The divergent views regarding grade differentials in the iron ore market is what drives interest in the derivatives’ contracts and makes it more interesting than a more commoditized product like copper, Aggarwal said.
“At the moment, the [SGX] 65% Fe contract has a $15 [per tonne] backwardation, which mirrors the backwardation in the 62% Fe contract, but then there is a structural side of the story in China with regard to the Chinese steel industry,” Aggarwal added.
Aggarwal was referring to market participants’ expectations of Chinese steel mills’ structural preference for higher-grade ore. This would be in line with the government’s environmental protection measures and the steel industry’s consolidation over the last few years while the government attempts to check overcapacity.
China’s supply-side reforms in the coke sector to eradicate smaller-size coke ovens will also support demand for higher-grade iron ore in the future, Aggarwal added.
Aggarwal and Teo commented that the 65% derivative contract is useful for market participants exposed to high-grade segments such as pellets, pellet feed, concentrates and even lump products, with Aggarwal adding that the launch of the 65% derivative had widened the user base of derivatives' contracts.
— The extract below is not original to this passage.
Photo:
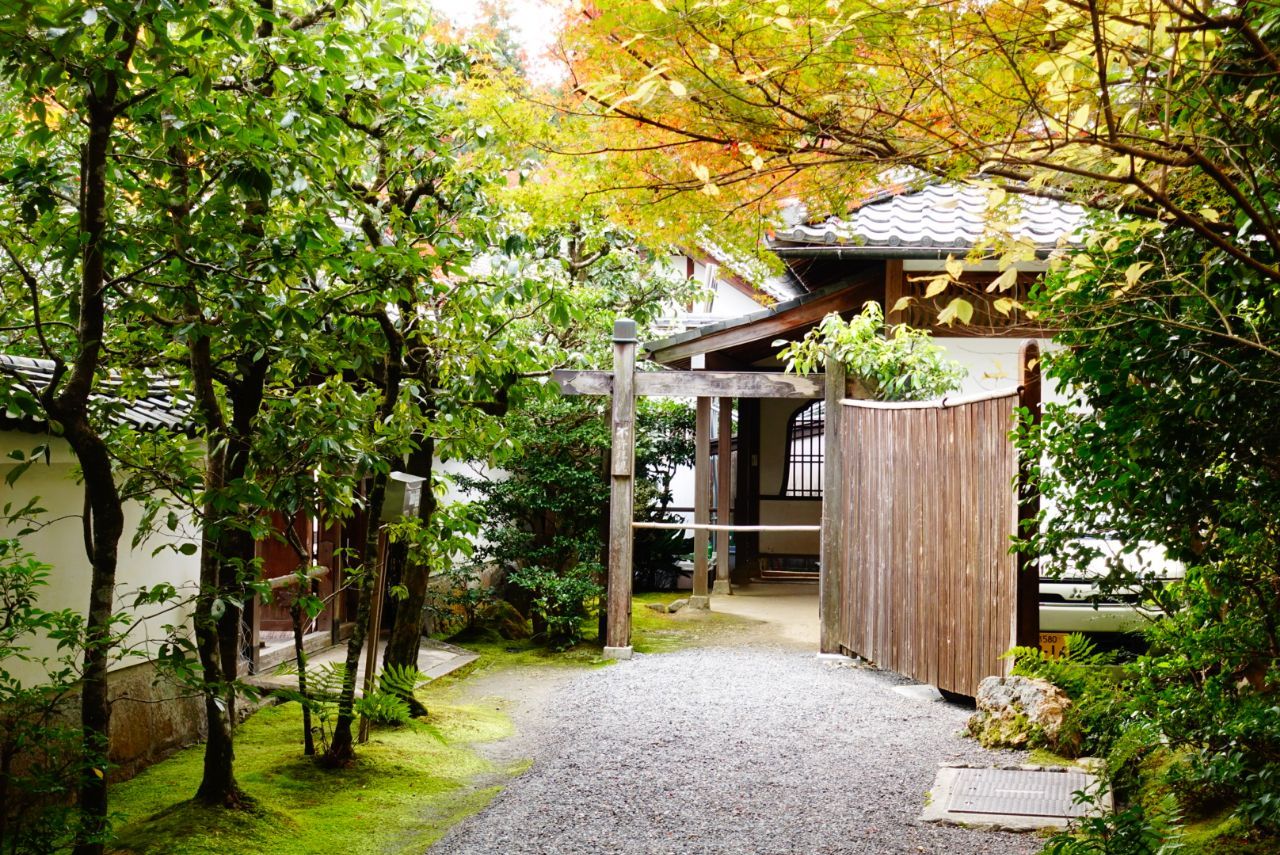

“Value determination has become more complex in the iron ore market for the different segments and, hence, the 65% and 62% contracts are both needed and are complimentary,” Teo said.
Basis risks often outweigh liquidity risks for participants, Janice Kan, senior vice president and head of derivative products, SGX said while explaining the rationale behind the exchange’s launch of the 65% derivative contract last year despite the wide use of the SGX’s 62% iron ore derivative that launched nearly 10 years ago.
The 65% Fe iron-ore derivative contract launched on December 3 and is settled based on Fastmarkets MB 65% Fe iron ore derivative contract.
The contract has had over five million tonnes traded so far, with open interest breaching one million tonnes
Physical demand for high-grade iron ore will also be a function of mills’ profitability, besides environmental factors, in the future, Ji Chao, assistant general manager of Baoshan Iron and Steel said.
“If the Chinese steel industry plans to achieve 80% utilization levels on installed steel capacity, then that capacity utilization is co-related to the [earnings before interest, tax, depreciation and amortization] margins and those margins are co-related to how the premium-grade prices’ move,” Aggarwal said.
Teo agreed with Aggarwal, adding that there was scope for even more consolidation in the Chinese steel industry, which would further the need for efficiency and support high-grade iron ore demand in the long term.
The settlement of the SGX’s derivative contracts basis indices - based on physical market prices - ensures that they are strong tools to use for risk management, Teo added.